Просят обнажить плечи (у снайперов на плечах остаются характерные следы от винтовки). Следов не находят. Дают спирт и чай. Предлагают остаться (только в наручниках) в палатке. Но я предпочитаю крысятник.

Жду рассвета и солнца. Утром меня в палатке все же пристегивают к солдату, чтобы не сбежала. Но мало-помалу враждебность исчезает. Надо мной приятельски подтрунивают, кормят уже, как свою, и в туалет выпускают без конвоя. Несмотря на это, мне гадко и смешно, что меня, штатскую до тошноты, приняли за боевичку.

Славян-наемников после боя, в горячке, казнят татарской казнью. Привязывают за ноги к двум БТРам или танкам, затем машины разъезжаются. Пуля в лоб для казнимых была бы счастьем. И все молчат. Эти сведения я получила ночью. Люди, которые мыли сапоги спиртом в первую чеченскую войну, слов на ветер не бросают.

Рвусь уйти, но не пускают. До выяснения личности мне положено находиться в этом вольере. Наматываю круги. Адреналин выходит из крови. Под коленками что-то тикает. Через несколько часов меня, как какую-то важную птицу, из рук в руки передали разведчикам. Умный разведчик сразу понял, что никакая я не боевичка. Правда, не забыл выговорить мне за нелегальное пересечение границы. Едем в Грозный…

Еще до темноты въезжаем в корчащийся, вздыбленный, расстрелянный, грохочущий, отчаянный город.
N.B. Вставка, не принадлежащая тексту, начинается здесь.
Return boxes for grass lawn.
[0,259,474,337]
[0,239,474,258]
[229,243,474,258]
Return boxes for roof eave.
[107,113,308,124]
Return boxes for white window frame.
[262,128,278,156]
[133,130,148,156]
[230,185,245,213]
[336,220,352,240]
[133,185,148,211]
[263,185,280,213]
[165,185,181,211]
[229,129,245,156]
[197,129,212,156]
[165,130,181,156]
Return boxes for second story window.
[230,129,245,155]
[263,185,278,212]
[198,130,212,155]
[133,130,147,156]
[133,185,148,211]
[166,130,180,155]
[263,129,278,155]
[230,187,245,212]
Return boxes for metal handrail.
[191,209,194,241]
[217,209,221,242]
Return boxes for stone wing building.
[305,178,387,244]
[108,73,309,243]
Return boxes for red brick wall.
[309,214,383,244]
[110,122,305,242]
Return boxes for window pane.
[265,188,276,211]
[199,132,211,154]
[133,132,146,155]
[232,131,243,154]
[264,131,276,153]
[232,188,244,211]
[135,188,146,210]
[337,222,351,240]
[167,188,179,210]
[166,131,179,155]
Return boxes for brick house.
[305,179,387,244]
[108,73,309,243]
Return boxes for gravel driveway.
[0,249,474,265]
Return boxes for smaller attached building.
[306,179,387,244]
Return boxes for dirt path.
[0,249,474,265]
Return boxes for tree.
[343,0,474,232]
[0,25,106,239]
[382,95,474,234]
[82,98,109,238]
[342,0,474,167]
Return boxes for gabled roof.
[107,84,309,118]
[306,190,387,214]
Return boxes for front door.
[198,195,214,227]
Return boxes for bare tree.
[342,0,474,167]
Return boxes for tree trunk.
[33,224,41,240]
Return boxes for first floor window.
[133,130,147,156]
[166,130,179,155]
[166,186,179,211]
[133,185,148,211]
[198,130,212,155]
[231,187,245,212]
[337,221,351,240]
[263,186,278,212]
На стене дома (Старопромысловский район) читаю надпись: “Добро пожаловать в ад” (это писали боевики). “Мы вернулись. Томский ОМОН”, – им так же лапидарно ответили русские. Здесь и днем – ночь, и “смерть понятней жизни” (Блок). От людей в камуфляже исходит особая энергетика силы, риска и молодецкой игры со смертью. Они веселы и возбуждены. Война не прекращается ни днем, ни ночью, а она для них выше слез и жизни.

…С мобильным милицейским отрядом возвращаюсь в Моздок. В Горогорске, на обочине дороги, появилась могила с деревянным крестом. M` дощечке надпись: здесь похоронен Митрофанов Алексей.